In Minnesota the Reliance on Gambling Revenues to Fund a Football Stadium Is a Disaster

So Maybe the State Will Cut Education, Transportation or Aid to the Needy to Make Up the Difference

This Forum likes to pick on Minnesota, not because the people there aren’t nice and friendly, they are, but because they seem idiotic in their fiscal policy (and they keep sending Michele Bachmann to Congress, but that’s for another time.)  Minnesota Republicans shut down the state government briefly in 2011 rather than raise taxes to fund needed programs.  Then the state decided it had hundreds of millions to give to the NFL Vikings for a new stadium.  That hasn’t worked out well.

The state decided it could painlessly raise the money by approving new gambling devices and games.  The money raised would be $35 million a year, or maybe not.

Those estimates became the foundation for the state Department of Revenue’s projection that the new games would rake in $35 million for stadium funding by the end of this year.
In November, that figure was sliced to $17 million. In February, it was slashed to $1.7 million.

So what was the source of ‘those estimates’?  Oh, the industry that makes the devices, the industry that would benefit from the program, they provided the estimates.

The botched projections showing that electronic pulltab sales would explode in Minnesota and immediately start paying for a new Minnesota Vikings stadium were based largely on estimates made by gambling businesses with a vested interest in the new but untested form of charitable gaming, the Star Tribune has found.

Sales estimates were based on different kinds of gambling devices played in other states, made by national gambling equipment managers and vendors, according to e-mails obtained by the Star Tribune. Express Games MN, the first e-game vendor approved by the Minnesota Gambling Control Board, reviewed and analyzed the sales estimates that were part of the final stadium legislation.

Charities selling the games had little input into the projections, according to e-mails and interviews with key players in the stadium debate. The e-mails also reveal the fine line walked by the board between being a regulator and an advocate for the new games, despite no track record with consumers.
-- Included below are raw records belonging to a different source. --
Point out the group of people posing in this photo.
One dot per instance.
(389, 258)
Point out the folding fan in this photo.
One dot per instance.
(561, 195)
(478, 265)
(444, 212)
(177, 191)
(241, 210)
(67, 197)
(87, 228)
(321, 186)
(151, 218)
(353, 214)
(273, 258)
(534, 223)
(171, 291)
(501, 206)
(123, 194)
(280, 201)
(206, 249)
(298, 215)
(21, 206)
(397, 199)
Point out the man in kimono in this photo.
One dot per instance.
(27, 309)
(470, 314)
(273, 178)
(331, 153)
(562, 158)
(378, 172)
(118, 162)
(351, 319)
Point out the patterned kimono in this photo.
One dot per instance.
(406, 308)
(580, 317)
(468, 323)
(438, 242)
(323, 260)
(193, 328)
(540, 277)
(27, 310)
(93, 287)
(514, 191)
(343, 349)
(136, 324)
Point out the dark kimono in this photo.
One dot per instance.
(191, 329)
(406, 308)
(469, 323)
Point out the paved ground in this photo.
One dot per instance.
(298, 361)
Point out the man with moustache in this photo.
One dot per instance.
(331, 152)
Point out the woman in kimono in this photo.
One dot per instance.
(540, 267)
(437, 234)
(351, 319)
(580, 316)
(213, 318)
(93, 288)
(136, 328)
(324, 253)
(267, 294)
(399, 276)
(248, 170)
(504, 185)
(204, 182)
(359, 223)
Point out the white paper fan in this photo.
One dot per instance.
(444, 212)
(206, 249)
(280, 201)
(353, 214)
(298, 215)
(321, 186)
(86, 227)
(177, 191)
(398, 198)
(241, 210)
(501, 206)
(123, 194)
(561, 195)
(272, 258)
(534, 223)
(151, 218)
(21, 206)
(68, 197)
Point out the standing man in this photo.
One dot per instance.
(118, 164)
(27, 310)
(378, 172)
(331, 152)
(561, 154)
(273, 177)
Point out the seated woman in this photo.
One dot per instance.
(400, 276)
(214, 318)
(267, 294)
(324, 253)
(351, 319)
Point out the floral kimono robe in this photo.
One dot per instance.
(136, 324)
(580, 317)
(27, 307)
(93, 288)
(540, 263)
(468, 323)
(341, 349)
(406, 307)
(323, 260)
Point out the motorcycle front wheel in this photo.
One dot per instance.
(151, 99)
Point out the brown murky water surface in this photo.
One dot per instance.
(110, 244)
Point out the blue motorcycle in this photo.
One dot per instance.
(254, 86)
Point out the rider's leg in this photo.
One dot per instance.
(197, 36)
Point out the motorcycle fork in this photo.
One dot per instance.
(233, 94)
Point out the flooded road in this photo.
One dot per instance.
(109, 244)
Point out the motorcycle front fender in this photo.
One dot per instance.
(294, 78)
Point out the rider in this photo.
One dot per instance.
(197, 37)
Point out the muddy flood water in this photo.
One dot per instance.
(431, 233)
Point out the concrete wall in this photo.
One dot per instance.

Now how did all this happen?  Well the Governor, a wealthy Democrat wanted a new stadium.  Republicans wanted no increase in taxes.  The solution, just increase gambling, increase social problems of those who ruin their live gambling and use the money for a football stadium with seats so expensive the local population cannot afford to attend.  But like all corrupt analysis, reality ultimately sets in.

So what’s Plan B?  How does the state replace the lost revenue?  Well there cannot be any tax increase, so how about all that money that is wasted on education, roads and public safety. Or, turn things over to the Republicans who will just shut down state government.  That will save a ton of money that can then be used to build a football stadium.